Il tavolo del frontalierato del Vco compatto dice no alla nuova tassazione

La Cgil esprime soddisfazione per l'unità del territorio e ribadisce la contrarietà a questa norma che potrebbe avere ricadute negative anche sull'occupazione

Il tavolo del frontalierato del Vco compatto dice no alla nuova tassazione

Il territorio del Vco unito chiede lo stralcio dell'articolo relativo al finanziamento della sanità di frontiera con la tassazione del reddito netto dei vecchi frontalieri con percentuale dal 3% al 6%. La posizione unitaria esce dal tavolo del frontalierato Vco che si è riunito in Provincia lunedì presenti anche rappresentanti della politica tra cui Stefano Costa in rappresentanza di Enrico Borghi, Enrico Montani in rappresentanza del senatore Alberto Gusmeroli e collegato in remoto anche il consigliere regionale Alberto Preioni.

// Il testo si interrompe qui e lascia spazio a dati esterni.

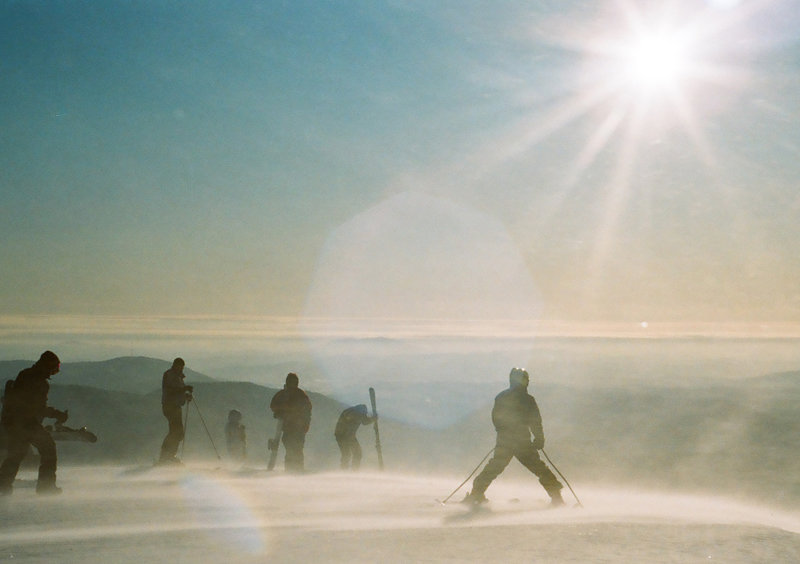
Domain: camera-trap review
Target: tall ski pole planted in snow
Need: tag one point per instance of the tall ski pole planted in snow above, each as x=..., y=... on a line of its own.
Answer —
x=563, y=478
x=185, y=428
x=488, y=454
x=375, y=425
x=203, y=421
x=273, y=444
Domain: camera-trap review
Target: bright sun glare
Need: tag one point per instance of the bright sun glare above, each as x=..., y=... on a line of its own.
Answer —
x=641, y=78
x=656, y=62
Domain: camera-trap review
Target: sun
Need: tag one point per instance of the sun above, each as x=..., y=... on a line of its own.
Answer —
x=656, y=62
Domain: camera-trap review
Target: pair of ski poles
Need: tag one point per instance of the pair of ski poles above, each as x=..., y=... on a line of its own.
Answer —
x=193, y=400
x=488, y=454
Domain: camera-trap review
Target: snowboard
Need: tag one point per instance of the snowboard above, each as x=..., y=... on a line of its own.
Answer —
x=63, y=433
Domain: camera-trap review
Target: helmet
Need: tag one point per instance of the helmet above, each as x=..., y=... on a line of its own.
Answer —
x=50, y=360
x=518, y=377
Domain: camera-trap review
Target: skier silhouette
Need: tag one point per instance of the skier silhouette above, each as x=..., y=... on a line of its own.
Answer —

Confermate le richieste dei sindacati sottoscritte in occasione del convegno di Riccione dei CSIR. In sostanza si richiede unitariamente lo stralcio dell'articolo relativo al finanziamento e la successiva convocazione del tavolo interministeriale ottenuto con il nuovo accordo Italia/Svizzera. "La CGIL esprime soddisfazione che il territorio del VCO, unito, si esprima in questo modo, condividendo la necessità che abbiamo avanzato come sindacati in questi giorni di porre rimedio a un grave errore (una "sgrammaticatura istituzionale") - dice Gigi Bacchetta, rappresentante della Cgil al termine dei lavori del tavolo del frontalierato del Vco - Ci mobilitiamo a livello nazionale perché non veniamo ascoltati ai tavoli in cui veniamo chiamati ad esprimerci: per questa decisione il Governo ha risolto il problema alla radice, evitando di convocare quello che lui stesso ha appena istituito a seguito del nuovo accordo Italia Svizzera e che dovrebbe trattare proprio questi temi. La scelta è miope se si pensa davvero di risolvere la questione della sanità nel VCO visto che il fragile radicamento della sanità nel nostro territorio – causato da carenza di strategia e di visione, in primis – non può essere semplicisticamente ricondotto a un divario salariale che, in ogni caso, non verrebbe sufficientemente colmato con questo intervento. Risulta infine essere una scelta di corto respiro: si prendono i soldi sfruttando la carenza di alternativa che il territorio offre ai propri lavoratori senza valutare le conseguenze in termini di ingiuste disuguaglianze che possono generarsi da tassazioni diverse operate da regioni differenti (dal 3% al 6% sul salario netto a discrezione delle regioni). Si sta praticando un gioco rischioso: qualora venisse meno la volontà di essere frontalieri per la minore convenienza data da interventi di questo tipo, come potremo gestire l’incremento di disoccupazione e il decremento di reddito da spendere nel VCO in totale assenza di una strategia efficace? Come potrebbe il Canton Ticino sostenere la propria economia se venissero meno i frontalieri che rappresentano un lavoratore su tre"?